Learn R Programming

RRPP (version 2.0.3)

measurement.error: Evaluation of measurement error for two or more multivariate measurements, for common research subjects

Description

Function performs analyses concerned with the repeatability (reliability) of multivariate data (measurements) collected from the same research subjects. Although there is no requirement for repeated measurements on all research subjects, the analysis assumes that multiple observations are made.

Usage

measurement.error(
  data,
  Y,
  subjects,
  replicates,
  groups = NULL,
  iter = 999,
  seed = NULL,
  multivariate = FALSE,
  use.PCs = TRUE,
  tol = 0.001,
  Parallel = FALSE,
  turbo = TRUE,
  print.progress = FALSE,
  verbose = FALSE
)

Value

Objects of class "measurement.error" return the same objects as a lm.rrpp fit, plus a list of the following:

AOV

Analysis of variance to test for systematic error, based on dispersion of values.

mAOV

Multivariate AOV based on product of the inverse of the random component (SSCP) of ME times the systematic component of ME.

SSCP

The sums of squares and cross-products matrices for model effects.

SSCP.ME.product

The products of the inverse of the random ME SSCP and the SSCP matrices for systematic ME,. These are the same matrix products used for eigenanalysis.
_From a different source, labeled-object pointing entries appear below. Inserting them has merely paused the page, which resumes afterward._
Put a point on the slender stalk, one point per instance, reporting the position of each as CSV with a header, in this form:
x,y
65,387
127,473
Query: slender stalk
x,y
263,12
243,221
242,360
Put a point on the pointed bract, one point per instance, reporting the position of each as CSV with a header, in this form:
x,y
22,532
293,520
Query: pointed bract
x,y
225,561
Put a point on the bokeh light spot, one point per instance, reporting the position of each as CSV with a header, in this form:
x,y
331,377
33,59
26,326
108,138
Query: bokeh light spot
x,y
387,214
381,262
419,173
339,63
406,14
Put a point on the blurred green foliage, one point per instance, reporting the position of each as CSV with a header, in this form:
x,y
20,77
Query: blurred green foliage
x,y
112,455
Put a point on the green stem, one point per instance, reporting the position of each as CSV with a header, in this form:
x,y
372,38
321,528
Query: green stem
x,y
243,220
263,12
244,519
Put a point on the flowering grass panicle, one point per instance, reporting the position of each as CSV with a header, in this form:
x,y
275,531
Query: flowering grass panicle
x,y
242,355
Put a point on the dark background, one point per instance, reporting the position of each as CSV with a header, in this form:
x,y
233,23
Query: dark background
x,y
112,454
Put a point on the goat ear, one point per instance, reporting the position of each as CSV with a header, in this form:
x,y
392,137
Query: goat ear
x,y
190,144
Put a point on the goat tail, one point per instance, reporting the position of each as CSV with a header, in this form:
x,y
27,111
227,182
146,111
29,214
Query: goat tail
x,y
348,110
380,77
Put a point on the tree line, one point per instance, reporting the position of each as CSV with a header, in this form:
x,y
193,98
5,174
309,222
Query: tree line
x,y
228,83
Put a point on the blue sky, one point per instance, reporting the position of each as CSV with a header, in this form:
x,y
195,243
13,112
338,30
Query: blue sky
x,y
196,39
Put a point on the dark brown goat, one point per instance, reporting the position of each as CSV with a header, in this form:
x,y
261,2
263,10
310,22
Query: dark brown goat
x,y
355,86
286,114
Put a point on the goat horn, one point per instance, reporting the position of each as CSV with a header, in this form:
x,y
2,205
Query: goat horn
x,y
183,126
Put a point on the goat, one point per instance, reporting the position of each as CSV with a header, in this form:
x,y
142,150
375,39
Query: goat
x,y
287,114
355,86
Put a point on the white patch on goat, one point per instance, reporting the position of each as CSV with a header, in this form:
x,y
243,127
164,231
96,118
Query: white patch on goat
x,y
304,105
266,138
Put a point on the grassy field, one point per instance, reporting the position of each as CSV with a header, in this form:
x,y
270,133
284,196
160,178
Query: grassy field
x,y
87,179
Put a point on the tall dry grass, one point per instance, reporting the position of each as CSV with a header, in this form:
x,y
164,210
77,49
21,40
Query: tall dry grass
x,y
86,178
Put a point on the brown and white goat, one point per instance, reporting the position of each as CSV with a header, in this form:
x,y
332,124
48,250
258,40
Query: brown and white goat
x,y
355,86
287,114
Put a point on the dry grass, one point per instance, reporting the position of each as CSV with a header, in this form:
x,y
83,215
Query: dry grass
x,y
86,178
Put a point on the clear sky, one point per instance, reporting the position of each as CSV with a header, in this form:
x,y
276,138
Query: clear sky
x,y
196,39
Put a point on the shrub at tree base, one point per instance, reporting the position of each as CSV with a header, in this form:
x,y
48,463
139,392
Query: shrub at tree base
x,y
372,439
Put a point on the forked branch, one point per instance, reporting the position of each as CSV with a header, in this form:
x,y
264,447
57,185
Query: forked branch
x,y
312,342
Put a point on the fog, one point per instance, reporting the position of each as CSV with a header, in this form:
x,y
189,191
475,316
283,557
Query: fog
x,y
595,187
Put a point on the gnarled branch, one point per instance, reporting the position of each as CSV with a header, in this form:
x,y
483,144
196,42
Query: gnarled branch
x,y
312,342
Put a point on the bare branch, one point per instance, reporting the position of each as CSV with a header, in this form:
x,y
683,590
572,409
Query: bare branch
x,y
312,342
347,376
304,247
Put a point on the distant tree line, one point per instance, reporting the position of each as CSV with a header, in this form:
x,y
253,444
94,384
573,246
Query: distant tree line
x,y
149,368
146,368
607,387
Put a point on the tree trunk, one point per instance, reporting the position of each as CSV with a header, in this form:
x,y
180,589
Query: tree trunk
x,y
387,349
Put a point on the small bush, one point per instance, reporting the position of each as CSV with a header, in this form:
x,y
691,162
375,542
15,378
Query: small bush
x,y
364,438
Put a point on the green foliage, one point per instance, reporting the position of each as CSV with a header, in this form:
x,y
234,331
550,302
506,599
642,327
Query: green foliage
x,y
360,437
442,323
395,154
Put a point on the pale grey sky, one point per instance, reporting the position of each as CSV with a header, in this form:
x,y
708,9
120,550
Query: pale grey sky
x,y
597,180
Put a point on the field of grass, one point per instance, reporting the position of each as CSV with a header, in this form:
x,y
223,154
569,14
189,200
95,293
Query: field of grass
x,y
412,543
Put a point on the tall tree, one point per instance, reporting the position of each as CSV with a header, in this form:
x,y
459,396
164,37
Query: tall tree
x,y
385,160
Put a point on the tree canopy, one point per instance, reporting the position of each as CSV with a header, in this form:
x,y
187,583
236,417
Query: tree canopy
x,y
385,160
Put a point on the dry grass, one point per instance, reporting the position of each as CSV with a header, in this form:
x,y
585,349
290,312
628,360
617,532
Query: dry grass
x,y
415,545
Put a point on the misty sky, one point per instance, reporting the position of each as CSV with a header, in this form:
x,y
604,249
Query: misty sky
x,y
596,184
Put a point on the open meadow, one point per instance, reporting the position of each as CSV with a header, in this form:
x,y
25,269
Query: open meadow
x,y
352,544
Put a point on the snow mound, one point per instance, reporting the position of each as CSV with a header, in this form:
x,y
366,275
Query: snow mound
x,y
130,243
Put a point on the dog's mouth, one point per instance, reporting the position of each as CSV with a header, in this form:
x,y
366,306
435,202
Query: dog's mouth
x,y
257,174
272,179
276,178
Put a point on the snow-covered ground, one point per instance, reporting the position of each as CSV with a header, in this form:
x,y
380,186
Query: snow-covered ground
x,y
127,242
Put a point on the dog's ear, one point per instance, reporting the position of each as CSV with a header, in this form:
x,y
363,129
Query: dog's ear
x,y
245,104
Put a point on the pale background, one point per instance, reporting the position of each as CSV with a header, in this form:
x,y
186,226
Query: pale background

This is the observed matrix.

SSCP.ME.product.std

A list of the symmetric forms of standardized SSCP.ME.products that yield orthogonal eigenvectors.

Arguments

data

A required data frame, either of class data.frame or class rrpp.data.frame. This function cannot be used without a data frame. All arguments for data and variables are names that must exist in the data frame.

Y

A name for a matrix (n x p) of data for n observations and p variables that can be found in the data frame. For example, Y = "morphData".

subjects

A name for a vector or factor of research subjects, found within the data frame (each subject should occur twice or more). The length of the vector in the data frame must equal the number of observations and will be coerced into a factor. For example, subjects = "ID".

replicates

A name for a vector or factor for replicate measurements for research subjects, found within the data frame. The length of the vector in the data frame must equal the number of observations and will be coerced into a factor. For example, replicates = "Rep".

groups

An optional name for a vector in the data frame, coercible to factor, to be included in the linear model (as an interaction with replicates). This would be of interest if one were concerned with systematic ME occurring perhaps differently among certain strata within the data. For example, systematic ME because of an observer bias might only be observed with females or males, in which case the argument might be: groups = "Sex".

iter

Number of iterations for significance testing

seed

An optional argument for setting the seed for random permutations of the resampling procedure. If left NULL (the default), the exact same P-values will be found for repeated runs of the analysis (with the same number of iterations). If seed = "random", a random seed will be used, and P-values will vary. One can also specify an integer for specific seed values, which might be of interest for advanced users.

multivariate

Logical value for whether to include multivariate analyses. Intraclass correlation matrices and relative eigenanalysis are based on products of sums of squares and cross-products (SSCP) matrices, some of which must be inverted and potentially require significant computation time. If FALSE, only statistics based on dispersion of values are calculated.

use.PCs

A logical argument for whether to use the principal components of the data. This might be helpful for relative eigenanalysis, and if p > n, in which case inverting singular covariance matrices would not be possible.

tol

A value indicating the magnitude below which components should be omitted, if use.PCs is TRUE. (Components are omitted if their standard deviations are less than or equal to tol times the standard deviation of the first component.) See ordinate for more details.

Parallel

The same argument as in lm.rrpp to govern parallel processing ( either a logical value -- TRUE or FALSE -- or the number of threaded cores to use). See lm.rrpp for additional details.

turbo

Logical value for whether to suppress coefficient estimation in RRPP iteration, thus turbo-charging RRPP.

print.progress

A logical value to indicate whether a progress bar should be printed to the screen.

verbose

A logical value to indicate if all the output from an lm.rrpp analysis should be retained. If FALSE, only the needed output for summaries and plotting is retained.

Author

Michael Collyer

Details

This function performs analyses as described in Collyer and Adams (2024) to assess systematic and random components of measurement error (ME). It basically performs ANOVA with RRPP, but with different restricted randomization strategies. The reliability of research subject variation can be considered by restricting randomization within replicates; the consistency of replicate measures can be considered by restricting randomization within subjects. Inter-subject variation remains constant across all random permutations within subjects and inter-replicate variation remains constant across all random permutations within replicates. Type II sums of squares and cross-products (SSCP) are calculated to assure conditional estimation.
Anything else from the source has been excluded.